Tomorrow KidsLit turns three years old! I am so thankful for everyone who reads my words, who share their own, and who send me free books to review. 🙂
Seriously, thank all of you for being my readers and to all of my kidslitblog cohorts, thank you for making a community that is welcoming, warm and lots of fun to be a part of.
Keep on reading! And keep those kids reading too!
Anatopsis
Anatopsis by Chris Abouzeid has already been reviewed across the kidlitblogosphere. But I never got around to reading it until now despite all of the stellar reviews it received both online and in print. I am not going to provide a detailed review, but I will say that this fantasy for older elementary and teens is vibrant, unique and impossible to put down. The balanced nature of the magic in the novel is a unique feature as is the fact that magic takes an awful toll on the world around it. Anatopsis is a great heroine, who makes mistakes that cost her and the ones she loves dearly. Abouzeid’s writing is familiar and accessible. Amazingly, reading his writing is like returning to a favorite author although this is his first novel. His writing is simply, joyously readable.

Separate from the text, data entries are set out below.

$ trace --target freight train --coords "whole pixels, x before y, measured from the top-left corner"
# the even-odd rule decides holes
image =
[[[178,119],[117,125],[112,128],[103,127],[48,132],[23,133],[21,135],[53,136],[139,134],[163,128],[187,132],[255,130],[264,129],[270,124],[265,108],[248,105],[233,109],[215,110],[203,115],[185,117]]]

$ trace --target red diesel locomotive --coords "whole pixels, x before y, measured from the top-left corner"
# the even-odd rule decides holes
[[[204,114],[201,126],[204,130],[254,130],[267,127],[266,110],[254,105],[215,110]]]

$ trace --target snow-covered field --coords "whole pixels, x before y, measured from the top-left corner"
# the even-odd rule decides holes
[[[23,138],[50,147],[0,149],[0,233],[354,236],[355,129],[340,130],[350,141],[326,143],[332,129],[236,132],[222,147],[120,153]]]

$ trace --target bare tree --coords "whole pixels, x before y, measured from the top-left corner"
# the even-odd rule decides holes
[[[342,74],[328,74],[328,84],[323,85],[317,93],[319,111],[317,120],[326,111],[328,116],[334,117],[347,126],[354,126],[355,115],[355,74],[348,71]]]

Share this one with teens who enjoy fantasy. Good readers in elementary school can also be encouraged to read this because there is no content that is worrisome. Both boys and girls will enjoy the story.
Curled Up

Curled Up with a Good Book is a website filled with reviews for children, teachers, librarians and parents. The books reviewed range from picture books to chapter books to teen lit to activity books for teachers and parents. I haven’t seen this nice a selection of parenting and activity book reviews on any other site. Very nicely done.
Dizzy
Dizzy by Jonah Winter, illustrated by Sean Qualls.

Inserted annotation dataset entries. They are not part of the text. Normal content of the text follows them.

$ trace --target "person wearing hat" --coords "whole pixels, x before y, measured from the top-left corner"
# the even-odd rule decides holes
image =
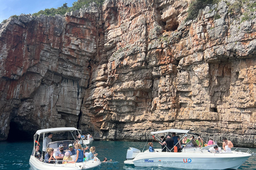
[[[166,145],[167,147],[167,152],[170,152],[173,151],[173,150],[172,150],[172,149],[173,148],[173,143],[174,142],[174,140],[171,137],[170,134],[168,134],[167,135],[167,139],[165,140],[164,142],[163,143],[161,143],[162,145]]]
[[[66,161],[64,161],[66,160]],[[63,158],[63,162],[62,164],[67,164],[67,163],[75,163],[75,162],[72,159],[72,157],[70,156],[70,154],[69,154],[69,152],[65,152],[65,156],[64,156],[64,157]]]
[[[43,159],[44,159],[45,152],[46,152],[46,147],[48,143],[52,142],[52,133],[49,132],[47,133],[47,137],[44,138],[43,142]]]
[[[55,158],[57,160],[63,160],[64,156],[65,155],[65,151],[64,151],[64,146],[62,144],[60,144],[59,146],[59,148],[60,150],[58,150],[56,153],[55,153]],[[62,161],[58,161],[58,163],[59,164],[61,164],[62,163]]]
[[[69,152],[70,156],[76,155],[76,149],[74,148],[73,145],[72,144],[69,144],[68,145],[68,149],[69,149],[68,152]]]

Dizzy is a picture book biography of jazz great Dizzy Gillespie. It is an amazing combination of language and picture, reading like poetry and looking like art. It creates a mood, sustains it and teaches as it does it. Read this book aloud or at least aloud in your mind to hear the rhythm, the jazz of the writing as it glides, dances and plays along just as Dizzy Gillespie did.
This book caught me by surprise. I tend not to like picture books about musicians because I think they often fail at trying to match the brief story and illustrations to the music that made the person famous. But this one? This one is one of the best musician biographies I have seen. The illustrations add to the biography, informing readers of the time and place. The text is gorgeously rich yet very simple like jazz itself.
Nutmeg
Nutmeg by David Lucas is the story of a little girl who lives in a very dreary, grey world where all they ever eat is cardboard, string and sawdust. It is all very dull and their home is filled with piles of junk. Until Nutmeg decides that she is going to do the unheard of and go for a walk. On her walk, she finds a bottle floating in the grey water. Out bursts a bright blue genie surrounded by bursts of yellow, red and orange. He gives her three wishes and Nutmeg wishes for something different to eat for breakfast, lunch and dinner. So the genie gives her a magic spoon. That evening, the spoon cooked supper all by itself. A colorful supper of puddings, gelatins, pies, fruit, meat and more. Then in the middle of the night, the spoon stirs up more changes and Nutmeg’s life will never be grey and dull again.
Lucas has created a story that demonstrates the color and change that a little imagination and change from the norm can bring into your life. His writing is simple and easy to read, but very evocative of the mood of the story. His writing at the grey beginning repeats and grinds the way it has always been. Then the writing is almost wild as the genie appears. And finally as the story glides to a finish, the sentences are longer and the writing glides along as well. Add to this his illustrations that do the same thing, starting with greys and browns, changing to bright vivid primaries and finally ending with peaches, pinks, and hazy blues.